Intelli-Paint: Towards Developing More Human-Intelligible Painting Agents (ECCV 2022)

1Australian National University, 2Adobe Research

We propose Intelli-paint which tries to address the need for more human-intelligible painting agents. (Left) Painting sequence visualization which demonstrates that our method exhibits significantly higher resemblance with the human painting style as opposed to previous state of the art. (Right) This resemblance is achieved through 1) a progressive layering strategy which allows for a more human-like evolution of the canvas, 2) a sequential attention mechanism which focuses on different image regions in a coarse-to-fine fashion and 3) a brushstroke regularization formulation which allows our method to obtain detailed results while using significantly fewer brushstrokes.

Abstract

Stroke based rendering methods have recently become a popular solution for the generation of stylized paintings. However, the current research in this direction is focused mainly on the improvement of final canvas quality, and thus often fails to consider the intelligibility of the generated painting sequences to actual human users. In this work, we motivate the need to learn more human-intelligible painting sequences in order to facilitate the use of autonomous painting systems in a more interactive context (e.g. as a painting assistant tool for human users or for robotic painting applications). To this end, we propose a novel painting approach which learns to generate output canvases while exhibiting a painting style which is more relatable to human users. The proposed painting pipeline Intelli-Paint consists of 1) a progressive layering strategy which allows the agent to first paint a natural background scene before adding in each of the foreground objects in a progressive fashion. 2) We also introduce a novel sequential brushstroke guidance strategy which helps the painting agent to shift its attention between different image regions in a semantic-aware manner. 3) Finally, we propose a brushstroke regularization strategy which allows for ~60-80% reduction in the total number of required brushstrokes without any perceivable differences in the quality of generated canvases. Through both quantitative and qualitative results, we show that the resulting agents not only show enhanced efficiency in output canvas generation but also exhibit a more natural-looking painting style which would better assist human users express their ideas through digital artwork.
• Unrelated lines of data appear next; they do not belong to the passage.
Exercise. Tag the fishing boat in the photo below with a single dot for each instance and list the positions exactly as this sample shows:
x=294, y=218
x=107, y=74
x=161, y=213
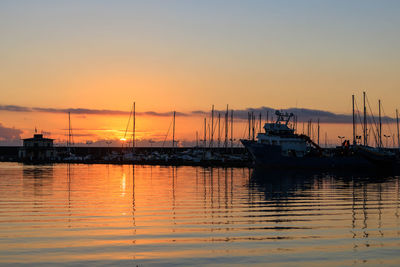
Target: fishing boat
x=280, y=147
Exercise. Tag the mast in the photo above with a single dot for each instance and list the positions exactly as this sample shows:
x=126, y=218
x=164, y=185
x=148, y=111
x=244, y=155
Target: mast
x=365, y=122
x=219, y=129
x=232, y=129
x=134, y=127
x=173, y=131
x=226, y=127
x=248, y=118
x=69, y=132
x=354, y=123
x=252, y=124
x=380, y=125
x=212, y=127
x=205, y=132
x=397, y=120
x=318, y=132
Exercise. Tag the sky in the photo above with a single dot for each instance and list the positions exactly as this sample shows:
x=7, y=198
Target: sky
x=186, y=56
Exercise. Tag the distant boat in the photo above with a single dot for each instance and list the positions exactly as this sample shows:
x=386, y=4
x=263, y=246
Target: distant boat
x=280, y=147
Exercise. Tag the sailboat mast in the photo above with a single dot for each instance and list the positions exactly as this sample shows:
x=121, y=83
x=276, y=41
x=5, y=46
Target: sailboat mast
x=69, y=132
x=219, y=129
x=397, y=120
x=249, y=119
x=173, y=132
x=205, y=132
x=226, y=126
x=212, y=127
x=134, y=127
x=354, y=123
x=318, y=132
x=365, y=122
x=380, y=124
x=232, y=128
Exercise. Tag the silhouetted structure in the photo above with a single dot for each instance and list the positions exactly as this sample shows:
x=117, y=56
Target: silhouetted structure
x=37, y=148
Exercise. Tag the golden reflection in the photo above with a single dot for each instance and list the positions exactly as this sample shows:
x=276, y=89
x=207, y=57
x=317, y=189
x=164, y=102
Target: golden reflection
x=153, y=211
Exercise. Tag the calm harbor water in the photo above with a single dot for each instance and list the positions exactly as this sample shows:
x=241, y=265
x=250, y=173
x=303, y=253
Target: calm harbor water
x=147, y=215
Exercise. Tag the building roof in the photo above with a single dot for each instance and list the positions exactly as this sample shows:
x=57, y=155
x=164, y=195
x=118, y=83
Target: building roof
x=38, y=137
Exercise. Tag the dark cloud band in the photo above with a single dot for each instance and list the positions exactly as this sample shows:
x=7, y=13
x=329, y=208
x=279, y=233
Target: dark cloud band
x=302, y=114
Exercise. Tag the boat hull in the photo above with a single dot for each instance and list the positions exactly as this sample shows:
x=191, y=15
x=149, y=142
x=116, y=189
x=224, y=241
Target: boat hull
x=271, y=156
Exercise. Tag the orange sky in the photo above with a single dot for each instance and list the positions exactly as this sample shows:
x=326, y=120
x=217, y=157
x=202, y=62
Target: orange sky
x=187, y=56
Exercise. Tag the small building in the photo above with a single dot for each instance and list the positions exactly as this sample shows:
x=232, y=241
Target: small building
x=37, y=149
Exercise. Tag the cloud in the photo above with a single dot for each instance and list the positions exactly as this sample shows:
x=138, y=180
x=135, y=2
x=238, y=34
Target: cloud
x=303, y=114
x=9, y=134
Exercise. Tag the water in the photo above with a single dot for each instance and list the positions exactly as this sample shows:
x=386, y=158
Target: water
x=147, y=215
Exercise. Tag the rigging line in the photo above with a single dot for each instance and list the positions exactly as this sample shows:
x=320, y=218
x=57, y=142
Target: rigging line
x=167, y=133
Need for more human-intelligible painting sequences?

Interactive Painting Applications. The practical merits of a stroke based rendering approach over pixel based image stylization methods (e.g. using GANs, VAEs) relies on its ability to mimic the human artistic creation process. Infact, several previous works including Paint Transformer, Optim and RL describe this ability to mimic a human-like painting process as their motivation for using a brushstroke based approach for image generation. The idea is that once trained, the learned painting agent can then act as a painting assistant / teaching tool for human users (Paint Transformer, RL {Huang et al., 2019}).

Robotic Painting Applications. Robotic applications for expression of AI creativity are being increasingly explored. For instance Pindar Van's cloudpainter robot has gained widespread global attention for the automated creation of artistic paintings. Our contribution is significant in this direction, as our method not only learns a painting sequence which is more interpretable to actual human users, but more importantly it provides an *efficient painting plan* which would allow a robotic agent to paint a vivid scene using significantly less number of total brushstrokes as compared to previous works.


Fig. 2 - Overview of the progressive gridding inference strategy from previous works. The painting agent divides the overall image into successively finer grids, and then proceeds to paint each of them in parallel.



Despite the above mentioned motivations, the generation of competitive results using previous works is invariably dependent on a progressive grid-based division strategy. In this setting, the agent divides the overall image into successively finer grids, and then proceeds to paint each of them in parallel. Experimental analysis reveals that this not only reduces the efficiency of the final agent, but also leads to mechanical (grid-based) painting sequences (refer Fig. 2) which are not directly applicable to actual human users.



prev_work

Fig. 3 - Previous works exhibit a mechanical (grid-based) painting
sequence which is not directly applicable to human users.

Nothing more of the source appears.